Belum lagi, sambungnya, kedua negara konsumen utama batu bara Indonesia itu juga tengah berpacu mengembangkan energi baru dan terbarukan (EBT) untuk baruan ketenagalistrikan di dalam negeri mereka, sehingga perlahan tetapi pasti, mereka pun akan mengurangi permintaan batu bara.
Direktur Eksekutif Asosiasi Pertambangan Batubara Indonesia (APBI) Hendra Sinadia pun tidak menampik pelaku industri batu bara dalam negeri mulai waswas dengan risiko makin menyempitnya pasar ekspor ke China, di tengah kecenderungan Negeri Panda yang mulai beralih jorjoran mengimpor emas hitam kualitas tinggi dari Australia dan Rusia.
Ke depan, kendati volume ekspor batu bara ke China masih memiliki peluang untuk terus dipacu, Hendra menyebut nilainya mungkin akan merosot seiring dengan anjloknya harga batu bara yang terjerembap lebih dari 50% harga tahun lalu.
“Ya itu pasti berpengaruh sih, tetapi dari sisi jangka pendek, kami lihat belum ada dampak signifikan. Negara-negara importir kita belum peak [permintaannya]. Dalam artian, penggunaan kapasitas batu bara termalnya belum sampai puncak, termasuk di China dan beberapa negara lain. Namun, okelah, dalam jangka menengah atau panjang pasti dampaknya akan besar. Memang terpengaruh, tetapi untuk jangka pendek rasanya belum,” tutur Hendra.
Untuk diketahui, pada Agustus 2023, impor batu bara China memecahkan rekor bulanan tertinggi sepanjang masa dengan capaian 44 juta ton. Akan tetapi, pemesanan batu bara dari Indonesia justru anjlok.

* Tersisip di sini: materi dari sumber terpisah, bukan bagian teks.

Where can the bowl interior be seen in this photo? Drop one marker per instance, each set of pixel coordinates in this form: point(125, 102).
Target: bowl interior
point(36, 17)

Data terbaru Bea Cukai China menunjukkan pengapalan batu bara RI ke China pada bulan lalu hanya 5,89 juta ton, melorot ke peringkat keempat sebagai negara pemasok energi fosil terbesar ke Negeri Panda.
Biasanya, Indonesia merupakan penyuplai batu bara terbesar China. Namun, bulan lalu impor emas hitam Beijing rupanya lebih didominasi oleh Rusia dengan 9,96 juta ton, Mongolia 6,84 juta ton, dan Australia 6,69 juta ton.
“Pengiriman batu bara Rusia dan Australia mengambil alih pangsa pasar dari eksportir terbesar China, yaitu Indonesia, pada tahun ini,” kata Amy Xu, seorang analis di Fenwei Energy Information Service Co., dilansir Bloomberg News, Kamis (21/9/2023).
Secara agregat, impor batu bara China selama delapan bulan pertama meningkat hampir dua kali lipat menjadi 306 juta ton, lebih besar dari yang biasanya diterima negara ini dalam satu tahun penuh.
Citic Securities Co. memperkirakan impor batu bara China sepanjang tahun ini akan meningkat menjadi 400 juta hingga 420 juta ton.
Salah satu penyebab batu bara RI tak lagi dilirik China adalah kualitasnya yang rendah, meski harganya murah. Raksasa Asia Timur itu kini sedang berburu batu bara kualitas tinggi –baik untuk kokas maupun termal– dari Australia dan Rusia, lantaran produksi domestik mereka mengalami penurunan kualitas akibat penambangan berlebihan untuk kebutuhan pembangkit, di tengah ketakutan Presiden Xi Jinping atas risiko krisis kelistrikan.